The two students clung to an upturned life raft and began to drift away.
Corson estimates he was in the water for around an hour and a half before the raft came alongside a lifeboat.
"The boat's turning propeller came down on our life raft rope and tore it to shreds, which immobilised it. My friend and I helped get the propeller free and we were hauled into the boat somehow.
"Some of the group on the raft subsequently drifted away and went with the main surge of people across to the rocky Eastbourne coast, where some of them died... The dice fell the right way for me that day."
Corson's boat safely reached Seatoun, as captured in the photo below.
"I find it fascinating that I kept my glasses on for the whole ordeal."

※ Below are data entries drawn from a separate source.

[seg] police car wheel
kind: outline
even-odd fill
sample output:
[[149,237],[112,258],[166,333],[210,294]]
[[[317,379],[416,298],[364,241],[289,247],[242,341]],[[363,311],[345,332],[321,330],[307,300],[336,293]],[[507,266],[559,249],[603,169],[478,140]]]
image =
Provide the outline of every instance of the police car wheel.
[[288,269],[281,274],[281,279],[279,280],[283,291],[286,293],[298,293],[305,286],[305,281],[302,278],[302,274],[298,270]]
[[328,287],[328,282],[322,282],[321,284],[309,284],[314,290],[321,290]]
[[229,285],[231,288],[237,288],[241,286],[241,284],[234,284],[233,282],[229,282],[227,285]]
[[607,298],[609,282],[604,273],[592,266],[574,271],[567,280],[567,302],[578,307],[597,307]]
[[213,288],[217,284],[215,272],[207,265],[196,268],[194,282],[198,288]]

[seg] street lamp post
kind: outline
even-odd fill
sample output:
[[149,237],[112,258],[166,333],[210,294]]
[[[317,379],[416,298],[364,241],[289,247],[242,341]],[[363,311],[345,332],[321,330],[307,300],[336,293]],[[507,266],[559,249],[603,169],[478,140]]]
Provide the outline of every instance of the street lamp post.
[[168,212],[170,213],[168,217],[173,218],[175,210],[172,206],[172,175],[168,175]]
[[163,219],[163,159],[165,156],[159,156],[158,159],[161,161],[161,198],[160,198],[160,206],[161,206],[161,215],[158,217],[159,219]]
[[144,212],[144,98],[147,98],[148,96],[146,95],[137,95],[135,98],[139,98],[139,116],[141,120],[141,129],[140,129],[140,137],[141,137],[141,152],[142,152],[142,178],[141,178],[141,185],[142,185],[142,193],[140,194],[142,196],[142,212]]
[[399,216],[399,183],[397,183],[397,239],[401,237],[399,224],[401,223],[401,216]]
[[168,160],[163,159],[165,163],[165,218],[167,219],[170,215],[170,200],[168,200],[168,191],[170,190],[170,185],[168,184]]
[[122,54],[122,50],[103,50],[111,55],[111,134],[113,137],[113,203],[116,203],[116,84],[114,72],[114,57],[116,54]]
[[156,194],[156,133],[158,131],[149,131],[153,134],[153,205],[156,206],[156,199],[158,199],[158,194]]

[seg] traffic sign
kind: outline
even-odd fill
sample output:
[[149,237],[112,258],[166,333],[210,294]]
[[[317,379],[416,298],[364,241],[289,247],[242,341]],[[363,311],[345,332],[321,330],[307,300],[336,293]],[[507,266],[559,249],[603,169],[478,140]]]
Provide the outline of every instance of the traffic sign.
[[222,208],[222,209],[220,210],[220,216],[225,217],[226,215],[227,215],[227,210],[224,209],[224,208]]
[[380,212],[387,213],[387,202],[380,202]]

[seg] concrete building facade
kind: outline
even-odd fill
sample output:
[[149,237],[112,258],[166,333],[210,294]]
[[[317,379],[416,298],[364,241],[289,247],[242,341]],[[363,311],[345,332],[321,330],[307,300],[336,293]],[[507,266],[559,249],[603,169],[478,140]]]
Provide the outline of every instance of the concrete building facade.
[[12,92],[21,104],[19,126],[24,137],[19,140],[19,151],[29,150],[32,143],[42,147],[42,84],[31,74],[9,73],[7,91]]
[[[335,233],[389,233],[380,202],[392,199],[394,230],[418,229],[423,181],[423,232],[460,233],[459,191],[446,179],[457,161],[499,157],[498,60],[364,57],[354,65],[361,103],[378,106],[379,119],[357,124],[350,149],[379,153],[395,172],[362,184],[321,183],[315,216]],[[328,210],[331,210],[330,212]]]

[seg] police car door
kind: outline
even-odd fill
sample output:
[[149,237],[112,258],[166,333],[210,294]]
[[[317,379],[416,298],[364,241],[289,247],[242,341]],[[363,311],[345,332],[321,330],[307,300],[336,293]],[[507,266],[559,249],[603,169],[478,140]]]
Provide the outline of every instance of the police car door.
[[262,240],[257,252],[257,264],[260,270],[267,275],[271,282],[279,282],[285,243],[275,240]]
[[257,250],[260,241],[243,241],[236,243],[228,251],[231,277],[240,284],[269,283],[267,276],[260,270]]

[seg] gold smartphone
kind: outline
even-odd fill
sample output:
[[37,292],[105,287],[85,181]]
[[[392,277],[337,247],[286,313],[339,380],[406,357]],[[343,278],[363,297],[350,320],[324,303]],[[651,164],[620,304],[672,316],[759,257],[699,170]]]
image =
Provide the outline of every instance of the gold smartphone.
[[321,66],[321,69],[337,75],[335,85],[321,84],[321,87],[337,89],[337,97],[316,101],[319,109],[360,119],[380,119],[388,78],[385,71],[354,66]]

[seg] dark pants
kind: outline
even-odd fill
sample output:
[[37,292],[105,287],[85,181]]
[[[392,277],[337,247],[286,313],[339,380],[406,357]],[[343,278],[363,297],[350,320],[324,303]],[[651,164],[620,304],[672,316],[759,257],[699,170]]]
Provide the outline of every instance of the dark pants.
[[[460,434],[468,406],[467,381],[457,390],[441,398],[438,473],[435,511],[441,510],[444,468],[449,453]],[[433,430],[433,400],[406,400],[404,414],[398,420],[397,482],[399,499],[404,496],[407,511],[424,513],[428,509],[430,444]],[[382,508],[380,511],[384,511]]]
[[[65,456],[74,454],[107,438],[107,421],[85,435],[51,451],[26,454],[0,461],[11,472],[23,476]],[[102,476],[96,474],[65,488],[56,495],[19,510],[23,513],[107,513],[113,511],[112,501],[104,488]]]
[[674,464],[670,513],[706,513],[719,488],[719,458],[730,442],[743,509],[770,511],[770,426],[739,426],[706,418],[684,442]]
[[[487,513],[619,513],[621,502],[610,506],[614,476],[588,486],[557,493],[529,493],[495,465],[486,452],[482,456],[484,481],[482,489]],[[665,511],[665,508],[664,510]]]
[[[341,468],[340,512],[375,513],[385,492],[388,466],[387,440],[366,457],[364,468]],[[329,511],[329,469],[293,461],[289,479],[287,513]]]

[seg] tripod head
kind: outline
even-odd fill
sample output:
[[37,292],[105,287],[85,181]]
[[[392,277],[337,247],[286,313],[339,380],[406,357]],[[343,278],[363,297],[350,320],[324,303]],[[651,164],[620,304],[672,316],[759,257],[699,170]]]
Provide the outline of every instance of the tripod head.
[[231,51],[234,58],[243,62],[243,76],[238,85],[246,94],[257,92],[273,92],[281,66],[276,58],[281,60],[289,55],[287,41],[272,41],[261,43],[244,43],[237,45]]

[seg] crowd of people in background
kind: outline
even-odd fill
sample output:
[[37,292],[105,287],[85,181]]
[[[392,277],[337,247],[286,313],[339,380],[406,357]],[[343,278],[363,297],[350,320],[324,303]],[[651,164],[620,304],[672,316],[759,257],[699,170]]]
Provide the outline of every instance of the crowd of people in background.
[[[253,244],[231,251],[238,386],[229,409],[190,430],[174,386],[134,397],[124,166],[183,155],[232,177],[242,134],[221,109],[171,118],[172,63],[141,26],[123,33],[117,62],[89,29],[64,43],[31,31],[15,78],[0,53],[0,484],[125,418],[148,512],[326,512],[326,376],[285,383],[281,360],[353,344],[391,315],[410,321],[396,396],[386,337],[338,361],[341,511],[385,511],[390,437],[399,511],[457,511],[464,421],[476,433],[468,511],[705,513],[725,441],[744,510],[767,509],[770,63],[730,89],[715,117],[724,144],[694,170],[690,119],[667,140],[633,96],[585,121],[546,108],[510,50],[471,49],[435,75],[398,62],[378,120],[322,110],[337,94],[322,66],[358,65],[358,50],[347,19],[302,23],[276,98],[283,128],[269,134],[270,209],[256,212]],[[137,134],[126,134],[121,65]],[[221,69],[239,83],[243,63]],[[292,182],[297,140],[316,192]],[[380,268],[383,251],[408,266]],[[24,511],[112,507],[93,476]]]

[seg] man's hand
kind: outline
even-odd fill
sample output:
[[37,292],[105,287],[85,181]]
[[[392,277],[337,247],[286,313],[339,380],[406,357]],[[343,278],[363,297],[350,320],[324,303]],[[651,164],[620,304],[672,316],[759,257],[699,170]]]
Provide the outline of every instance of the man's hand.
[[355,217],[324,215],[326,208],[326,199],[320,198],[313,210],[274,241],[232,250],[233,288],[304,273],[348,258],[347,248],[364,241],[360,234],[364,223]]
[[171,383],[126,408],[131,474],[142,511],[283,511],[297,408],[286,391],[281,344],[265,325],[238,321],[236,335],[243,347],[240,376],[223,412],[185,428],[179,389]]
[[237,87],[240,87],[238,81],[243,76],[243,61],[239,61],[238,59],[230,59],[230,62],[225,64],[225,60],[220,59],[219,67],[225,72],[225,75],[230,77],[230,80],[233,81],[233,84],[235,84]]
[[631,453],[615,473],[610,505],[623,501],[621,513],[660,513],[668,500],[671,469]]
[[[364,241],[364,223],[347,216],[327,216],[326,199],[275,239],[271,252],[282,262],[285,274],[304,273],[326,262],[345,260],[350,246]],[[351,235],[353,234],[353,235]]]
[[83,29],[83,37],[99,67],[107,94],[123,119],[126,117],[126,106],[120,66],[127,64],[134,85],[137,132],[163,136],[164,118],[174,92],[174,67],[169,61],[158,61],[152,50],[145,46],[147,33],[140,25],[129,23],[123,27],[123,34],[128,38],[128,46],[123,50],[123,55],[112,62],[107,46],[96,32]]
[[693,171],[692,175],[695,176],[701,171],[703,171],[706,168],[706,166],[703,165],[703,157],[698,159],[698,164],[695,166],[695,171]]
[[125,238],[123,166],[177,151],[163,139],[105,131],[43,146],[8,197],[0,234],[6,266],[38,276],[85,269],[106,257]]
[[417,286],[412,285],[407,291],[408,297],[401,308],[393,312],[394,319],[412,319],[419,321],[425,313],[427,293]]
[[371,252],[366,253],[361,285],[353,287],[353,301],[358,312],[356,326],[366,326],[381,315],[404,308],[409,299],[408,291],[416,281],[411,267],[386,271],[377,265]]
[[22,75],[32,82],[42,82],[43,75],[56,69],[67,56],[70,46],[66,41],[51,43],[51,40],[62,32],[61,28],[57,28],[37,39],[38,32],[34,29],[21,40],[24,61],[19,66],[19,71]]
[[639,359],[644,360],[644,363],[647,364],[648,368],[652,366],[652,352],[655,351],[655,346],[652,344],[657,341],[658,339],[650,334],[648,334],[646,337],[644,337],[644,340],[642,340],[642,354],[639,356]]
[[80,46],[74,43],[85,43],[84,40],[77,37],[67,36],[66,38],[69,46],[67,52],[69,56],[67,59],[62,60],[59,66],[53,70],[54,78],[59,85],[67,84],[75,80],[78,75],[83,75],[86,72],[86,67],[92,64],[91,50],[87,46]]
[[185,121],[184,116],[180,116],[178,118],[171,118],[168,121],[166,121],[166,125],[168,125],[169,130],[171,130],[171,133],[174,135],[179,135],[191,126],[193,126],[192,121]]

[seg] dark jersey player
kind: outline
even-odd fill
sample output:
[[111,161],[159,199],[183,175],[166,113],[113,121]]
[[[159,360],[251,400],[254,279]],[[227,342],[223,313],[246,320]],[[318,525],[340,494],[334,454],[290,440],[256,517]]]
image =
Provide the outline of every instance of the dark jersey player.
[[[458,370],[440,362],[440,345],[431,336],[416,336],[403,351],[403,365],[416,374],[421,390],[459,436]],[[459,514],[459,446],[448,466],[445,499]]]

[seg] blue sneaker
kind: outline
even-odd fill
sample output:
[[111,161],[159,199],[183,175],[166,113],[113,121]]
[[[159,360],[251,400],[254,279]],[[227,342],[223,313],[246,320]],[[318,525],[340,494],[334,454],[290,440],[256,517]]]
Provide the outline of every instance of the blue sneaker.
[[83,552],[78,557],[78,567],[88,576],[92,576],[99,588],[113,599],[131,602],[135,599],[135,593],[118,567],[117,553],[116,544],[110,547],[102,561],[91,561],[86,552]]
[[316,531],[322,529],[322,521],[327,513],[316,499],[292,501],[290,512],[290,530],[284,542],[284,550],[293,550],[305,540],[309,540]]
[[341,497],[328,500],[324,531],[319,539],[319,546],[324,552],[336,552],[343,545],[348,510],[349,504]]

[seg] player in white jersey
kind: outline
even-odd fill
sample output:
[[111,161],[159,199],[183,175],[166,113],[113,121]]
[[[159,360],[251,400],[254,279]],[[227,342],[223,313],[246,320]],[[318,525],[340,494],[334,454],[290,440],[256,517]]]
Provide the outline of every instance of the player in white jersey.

It was only after Corson was escorted to the railway station and given a meal, that he realised lives were lost.
"I fortunately did not witness the deaths caused by exposure, drowning and the rocks. I was troubled but not traumatised. Through life, people have told me I was too tough, but we were young and lucky. I almost feel guilty for that.
"There is a strong case for not dwelling on it. I did not overanalyse it or reinforce the drama. We came ashore and got on with our lives."
He remembers walking away, down Lambton Quay, with a blanket on his shoulders. He was then able to call his parents.
"I could just hear the sense of relief in my mother's voice."
He watched the reports of the sinking on the 6pm news that night.
He has a doctorate in engineering and is a Fellow of the Royal Society of New Zealand.
Corson's pioneering work on the influence of wood properties in mechanical pulping won him the Arne Asplund award in 1997, an accolade regarded as the 'Nobel Prize' in the field of mechanical pulping.